Revisions Date Revision
Version 1 June 2020 Policy Introduced
Version 2 June 2021 Policy Updated
Version 3 June 2022 Policy Reviewed
Version 4 June 2023Policy Reviewed



Policy Statement
Related regulation: Health (Tobacco, Nicotine etc. and Care) (Scotland) Act 2016

  • We have a duty to acknowledge when something has gone wrong and provide an
    honest explanation. Being open, honest, and transparent is the key to developing
    good relations, trust, and partnership between people and those who care for
    them.
  • Hierarchy Business Solutions Limited has clear expectations for leadership
    behaviors and attitudes to support openness and learning. All behaviors and
    attitudes should encourage cultural change and ensure the infrastructure is in place
    to support this.
  • Staff will feel confident that they will be safe and supported to report duty of candour
    incidents so that lessons are learned and shared to improve and increase the safety
    of our care system for everyone.
    • Recording and Reporting
      All duty of candour incidents will be monitored, recorded, and reported by staff within
      Hierarchy Business Solutions Limited. Hierarchy Business Solutions Limited will produce an
      annual report which will outline:
  • The number and nature of unintended or unexpected incidents which have resulted
    in death or harm.
  • Assessment of the extent to which the duty was conducted.
  • Information about the organisation’s policies and procedures to support
    implementation of the duty of candour provisions.

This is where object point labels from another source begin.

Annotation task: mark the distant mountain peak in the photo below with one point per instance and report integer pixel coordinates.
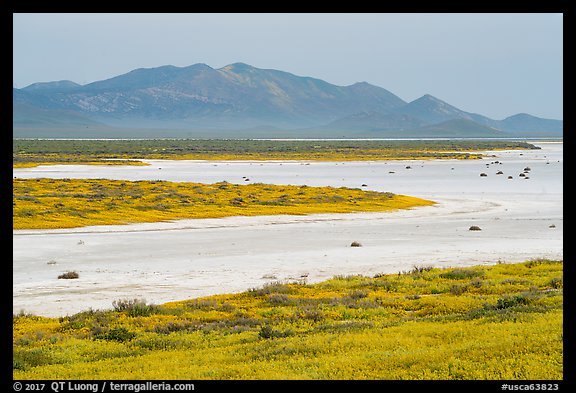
(56, 85)
(239, 96)
(238, 67)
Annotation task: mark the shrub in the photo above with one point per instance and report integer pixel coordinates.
(461, 274)
(267, 332)
(69, 275)
(279, 299)
(120, 334)
(135, 307)
(511, 301)
(556, 283)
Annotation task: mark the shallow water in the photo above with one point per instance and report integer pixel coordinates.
(178, 260)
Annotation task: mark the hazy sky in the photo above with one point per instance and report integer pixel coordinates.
(493, 64)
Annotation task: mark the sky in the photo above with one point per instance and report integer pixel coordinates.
(493, 64)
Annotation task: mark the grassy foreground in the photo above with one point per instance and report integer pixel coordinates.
(486, 322)
(28, 153)
(66, 203)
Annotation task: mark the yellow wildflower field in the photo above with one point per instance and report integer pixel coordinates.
(66, 203)
(494, 322)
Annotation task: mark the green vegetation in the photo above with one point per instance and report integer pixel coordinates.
(68, 203)
(35, 152)
(485, 322)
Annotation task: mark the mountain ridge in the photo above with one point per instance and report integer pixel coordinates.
(239, 96)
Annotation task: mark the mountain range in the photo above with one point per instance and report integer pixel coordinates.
(241, 101)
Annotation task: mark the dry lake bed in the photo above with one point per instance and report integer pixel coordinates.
(520, 218)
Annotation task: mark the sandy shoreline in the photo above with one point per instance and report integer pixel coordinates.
(177, 260)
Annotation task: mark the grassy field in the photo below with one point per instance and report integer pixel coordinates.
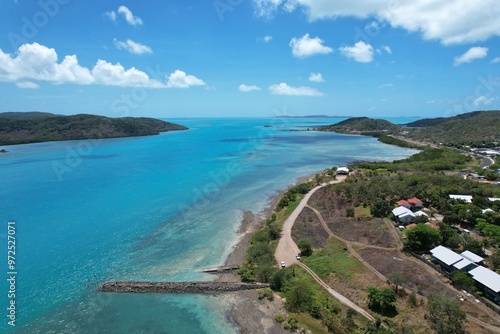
(334, 259)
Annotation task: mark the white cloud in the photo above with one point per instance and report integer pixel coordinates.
(245, 88)
(127, 15)
(387, 49)
(284, 89)
(305, 46)
(109, 74)
(180, 79)
(449, 21)
(360, 52)
(38, 62)
(132, 47)
(35, 62)
(316, 77)
(27, 84)
(483, 101)
(473, 53)
(266, 8)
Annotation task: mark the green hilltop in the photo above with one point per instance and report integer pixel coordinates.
(479, 128)
(472, 129)
(360, 125)
(31, 127)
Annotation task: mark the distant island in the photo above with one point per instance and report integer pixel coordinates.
(478, 128)
(33, 127)
(312, 116)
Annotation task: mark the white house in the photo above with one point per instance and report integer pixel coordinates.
(463, 198)
(403, 214)
(343, 171)
(488, 281)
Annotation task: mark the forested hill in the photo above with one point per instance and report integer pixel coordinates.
(479, 128)
(474, 129)
(31, 127)
(361, 125)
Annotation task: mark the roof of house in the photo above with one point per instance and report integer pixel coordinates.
(446, 255)
(462, 264)
(465, 198)
(402, 202)
(421, 213)
(486, 277)
(471, 256)
(401, 211)
(432, 225)
(414, 200)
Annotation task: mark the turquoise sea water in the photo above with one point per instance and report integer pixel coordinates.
(148, 208)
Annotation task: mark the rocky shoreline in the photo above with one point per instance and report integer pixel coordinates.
(179, 287)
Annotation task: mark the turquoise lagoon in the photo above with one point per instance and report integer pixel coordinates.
(148, 208)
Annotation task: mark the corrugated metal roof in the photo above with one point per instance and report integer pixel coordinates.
(487, 277)
(402, 211)
(462, 264)
(471, 256)
(446, 255)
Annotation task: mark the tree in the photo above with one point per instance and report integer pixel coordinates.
(299, 295)
(462, 280)
(305, 247)
(380, 208)
(422, 238)
(472, 245)
(397, 279)
(494, 259)
(445, 315)
(381, 300)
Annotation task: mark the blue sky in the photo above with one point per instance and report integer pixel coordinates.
(262, 58)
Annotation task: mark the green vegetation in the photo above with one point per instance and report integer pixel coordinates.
(382, 300)
(445, 315)
(22, 128)
(422, 238)
(361, 125)
(479, 129)
(293, 195)
(305, 247)
(334, 259)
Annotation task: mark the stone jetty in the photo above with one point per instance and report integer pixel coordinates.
(178, 287)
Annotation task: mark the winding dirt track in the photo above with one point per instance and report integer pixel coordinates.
(287, 249)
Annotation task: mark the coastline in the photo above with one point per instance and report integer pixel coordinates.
(246, 310)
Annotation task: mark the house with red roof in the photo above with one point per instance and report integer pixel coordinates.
(415, 203)
(404, 203)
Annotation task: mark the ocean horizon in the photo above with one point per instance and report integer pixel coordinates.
(150, 208)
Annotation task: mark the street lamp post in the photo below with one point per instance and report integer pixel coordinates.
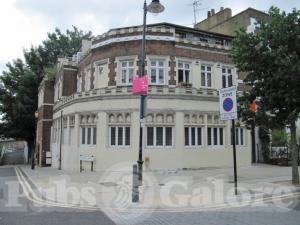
(36, 115)
(153, 7)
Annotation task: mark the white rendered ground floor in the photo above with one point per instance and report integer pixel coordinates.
(178, 133)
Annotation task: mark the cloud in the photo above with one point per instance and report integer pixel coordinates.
(26, 22)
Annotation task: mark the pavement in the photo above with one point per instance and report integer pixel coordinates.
(50, 196)
(188, 190)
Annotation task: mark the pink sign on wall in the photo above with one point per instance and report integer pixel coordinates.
(140, 85)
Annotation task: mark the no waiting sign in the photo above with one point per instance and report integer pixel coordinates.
(228, 105)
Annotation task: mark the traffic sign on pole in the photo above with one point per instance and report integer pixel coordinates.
(228, 111)
(228, 105)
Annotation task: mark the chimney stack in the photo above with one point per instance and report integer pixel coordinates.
(208, 14)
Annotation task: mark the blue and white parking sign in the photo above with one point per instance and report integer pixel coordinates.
(228, 105)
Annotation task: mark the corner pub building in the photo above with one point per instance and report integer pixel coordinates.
(90, 110)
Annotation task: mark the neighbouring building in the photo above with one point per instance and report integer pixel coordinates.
(223, 22)
(93, 112)
(44, 122)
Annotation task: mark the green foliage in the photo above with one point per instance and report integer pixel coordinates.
(271, 59)
(50, 72)
(279, 138)
(19, 89)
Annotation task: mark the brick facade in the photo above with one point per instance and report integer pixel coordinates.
(45, 113)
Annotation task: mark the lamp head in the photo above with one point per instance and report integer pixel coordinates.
(155, 7)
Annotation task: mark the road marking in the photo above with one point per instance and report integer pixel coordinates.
(30, 194)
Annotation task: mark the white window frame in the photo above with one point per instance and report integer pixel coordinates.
(226, 75)
(196, 136)
(206, 72)
(116, 136)
(218, 136)
(127, 69)
(157, 67)
(155, 138)
(87, 81)
(71, 135)
(79, 83)
(184, 69)
(86, 135)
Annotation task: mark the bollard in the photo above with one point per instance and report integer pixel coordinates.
(135, 184)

  • Any changes made to policies or practice as a result of the incidents reported.
    • What is harm?
      Severe harm is:
  • When someone dies
  • The permanent disability either physical or psychological (such as removal of the
    wrong limb or organ, or brain damage
    • Not severe harm:
  • An increase in treatment
  • Changes to the structure of their body
  • Shortening of their life
  • An impairment which can be sensory, motor, or intellectual and has lasted or is
    likely to last at least 28 days.
  • Pain or psychological harm which lasts, or is likely to last, for at least 28 days.
  • Harm also includes the person requiring treatment by a health professional to
    prevent:
  • Their Death
  • An injury to them which, if left untreated, would lead to one or more of the harms
    outlined.
    When is the duty of Condor triggered?
  • The procedure should be triggered as soon as a regulated health professional
    confirms that an unintended or unexpected incident has occurred and has resulted in
    harm or death, as laid out in the policy. This health professional must NOT be
    involved in the incident.
  • The duty of candour procedure can also be triggered as a result of a complaint or
    feedback received, a significant event which triggers a review or a disclosure under
    the whistleblowing policy.
  • If the Duty of Condor procedure is not triggered a clear audit trail must be kept of that
    decision-making process.
  • All incidents should be reported and reviewed. You need to:
    ➢ Be able to recognise harm and whether this is unintended or unexpected.
    ➢ Understand what has gone wrong.
    ➢ Know who to speak with to discuss concerns/issues.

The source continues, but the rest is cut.